Article
July 01, 2009
Go west, young artists
MADE in the WEST brings art and industrial design home to Cowtown
Several western Canadian industrial designers and artists felt they had to go to Toronto to get noticed in their fields. Frequently, they would meet each other at Toronto trade shows and exhibitions not in western Canada. “I would go on trips to Toronto all the time and see the same people,” explains industrial designer John Greg Ball.
Last year, at an arthouse exhibition, Calgary’s Ball, Edmonton’s Shoko Cesar and others sparked the idea to launch an exhibit right here in western Canada.
So was born MADE in the WEST, an art and industrial design exhibit showcasing talent from across western Canada. The exhibit is slated for Calgary until June 8, and then from June 20 to July 2, the exhibit will be presented in Edmonton at The Works Festival.
Ball and interior designer Laura Fenniak, owner of arthouse, co-curated the show. “For the designers and artists who work locally, MADE in the WEST will spotlight the really interesting work they’re doing and recognize them locally,” explains Ball.
Although the exhibit is now scheduled for Calgary and Edmonton, the curators and exhibitors are open to expanding to include more western Canadian venues and dates. From emerging Ball to Vancouver’s established Brent Comber and his famed Alder Kiss, the eclectic mix of industrial designers and artists hail from across western Canada.
Ball and Cesar, known for The Hoodoo series inspired by the Alberta landscape, will present their latest Hoodoo design, the Buckshot Light. “Buckshot blurs the boundaries between Art and Design using a 12-gauge shotgun as a vehicle of creativity to create this series of work,” says Ball.
Another Calgary and Edmonton design group, Loyal Loot Collective, will present its Soft table. Loyal Loot members Doha Chebib, Carmen Douville, Dara Humniski and Anna Thomas, specialize in furniture, products and clothing. “Soft table has a solid surface on its centre and a flexible surface on its edge,” says Loyal Loot. “Objects can be placed on the solid centre, or possessions can be hidden inside the thin pocket on the edge.

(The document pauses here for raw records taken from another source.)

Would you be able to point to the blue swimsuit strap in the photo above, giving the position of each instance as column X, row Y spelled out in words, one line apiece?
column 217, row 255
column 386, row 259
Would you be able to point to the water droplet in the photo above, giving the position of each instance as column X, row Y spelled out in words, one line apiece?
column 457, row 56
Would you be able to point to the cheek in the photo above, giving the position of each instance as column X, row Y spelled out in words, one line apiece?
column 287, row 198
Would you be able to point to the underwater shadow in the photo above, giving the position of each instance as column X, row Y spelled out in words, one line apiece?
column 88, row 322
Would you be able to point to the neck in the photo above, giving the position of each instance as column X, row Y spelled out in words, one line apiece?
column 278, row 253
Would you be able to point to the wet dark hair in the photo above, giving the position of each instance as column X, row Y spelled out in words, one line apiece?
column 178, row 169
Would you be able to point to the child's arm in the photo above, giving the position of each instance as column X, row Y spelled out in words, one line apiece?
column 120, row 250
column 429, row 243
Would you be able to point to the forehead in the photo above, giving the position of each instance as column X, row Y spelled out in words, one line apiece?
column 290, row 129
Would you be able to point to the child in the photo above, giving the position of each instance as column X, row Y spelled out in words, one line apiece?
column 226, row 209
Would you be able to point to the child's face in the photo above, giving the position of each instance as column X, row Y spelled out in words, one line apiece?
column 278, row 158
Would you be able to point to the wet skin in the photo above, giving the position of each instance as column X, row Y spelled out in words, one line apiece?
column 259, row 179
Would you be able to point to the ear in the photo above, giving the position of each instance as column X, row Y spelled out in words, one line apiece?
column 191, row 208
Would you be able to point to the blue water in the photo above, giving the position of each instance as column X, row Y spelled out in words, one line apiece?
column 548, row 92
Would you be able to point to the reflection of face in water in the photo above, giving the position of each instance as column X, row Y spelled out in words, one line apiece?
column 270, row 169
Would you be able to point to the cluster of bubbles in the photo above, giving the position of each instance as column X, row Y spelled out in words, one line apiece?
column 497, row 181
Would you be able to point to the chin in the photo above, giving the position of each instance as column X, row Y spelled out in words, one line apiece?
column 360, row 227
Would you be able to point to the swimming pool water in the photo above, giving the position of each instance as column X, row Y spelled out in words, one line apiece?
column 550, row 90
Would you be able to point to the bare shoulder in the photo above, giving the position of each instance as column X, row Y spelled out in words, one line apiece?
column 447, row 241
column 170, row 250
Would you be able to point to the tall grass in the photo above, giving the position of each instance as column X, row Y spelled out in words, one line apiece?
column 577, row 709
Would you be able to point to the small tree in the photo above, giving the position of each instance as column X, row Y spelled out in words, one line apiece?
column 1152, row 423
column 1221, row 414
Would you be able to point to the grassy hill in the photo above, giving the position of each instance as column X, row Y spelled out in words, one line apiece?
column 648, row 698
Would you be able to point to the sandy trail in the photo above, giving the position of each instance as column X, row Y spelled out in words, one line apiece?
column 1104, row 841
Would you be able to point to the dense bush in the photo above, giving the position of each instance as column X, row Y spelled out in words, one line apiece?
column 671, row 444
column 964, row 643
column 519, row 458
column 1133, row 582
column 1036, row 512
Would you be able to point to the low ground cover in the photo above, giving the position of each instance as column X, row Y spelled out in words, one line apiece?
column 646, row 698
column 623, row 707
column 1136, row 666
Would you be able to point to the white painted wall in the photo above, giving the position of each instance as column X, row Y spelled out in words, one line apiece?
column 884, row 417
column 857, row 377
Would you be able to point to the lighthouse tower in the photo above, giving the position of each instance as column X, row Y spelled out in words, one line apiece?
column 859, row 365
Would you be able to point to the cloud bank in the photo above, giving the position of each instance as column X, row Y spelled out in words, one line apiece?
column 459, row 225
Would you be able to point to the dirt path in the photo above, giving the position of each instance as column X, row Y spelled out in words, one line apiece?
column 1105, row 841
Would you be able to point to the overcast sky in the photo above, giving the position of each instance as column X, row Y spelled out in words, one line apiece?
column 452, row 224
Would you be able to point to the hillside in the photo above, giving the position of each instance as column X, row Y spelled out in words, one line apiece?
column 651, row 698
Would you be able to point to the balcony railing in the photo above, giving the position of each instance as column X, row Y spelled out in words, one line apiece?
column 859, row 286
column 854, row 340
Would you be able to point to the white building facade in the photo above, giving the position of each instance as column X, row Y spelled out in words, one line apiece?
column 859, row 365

The pocket ring draws a line between what is soft and what is solid.”
Winnipeg-based industrial designer Matthew Kroeker will present his Saw Lamp. “Paying homage to ancestral furniture makers, Saw is at once sculpture and furniture,” says Kroeker. “The solid wood table contains several stylized ‘saw cuts’ into which the nickel-plated lamp post is inserted, each providing a different intensity of light or not light at all when placed in the resting slot.”
Formerly known as Plastic Buddha design, Winnipeg’s Craig Alun Smith will present BRDI, a 21st-century solar-powered clothes drying system (or clothes line) for Canadian manufacturer HutJ.
“One of the reasons, I designed BRDI was to stick up a middle finger at Suburban North American communities who with few exceptions have outlawed clotheslines for ‘esthetic’ reasons and conformity,” says Smith. “If all Americans line-dried, it would save seven per cent of the country’s total residential output of carbon dioxide.”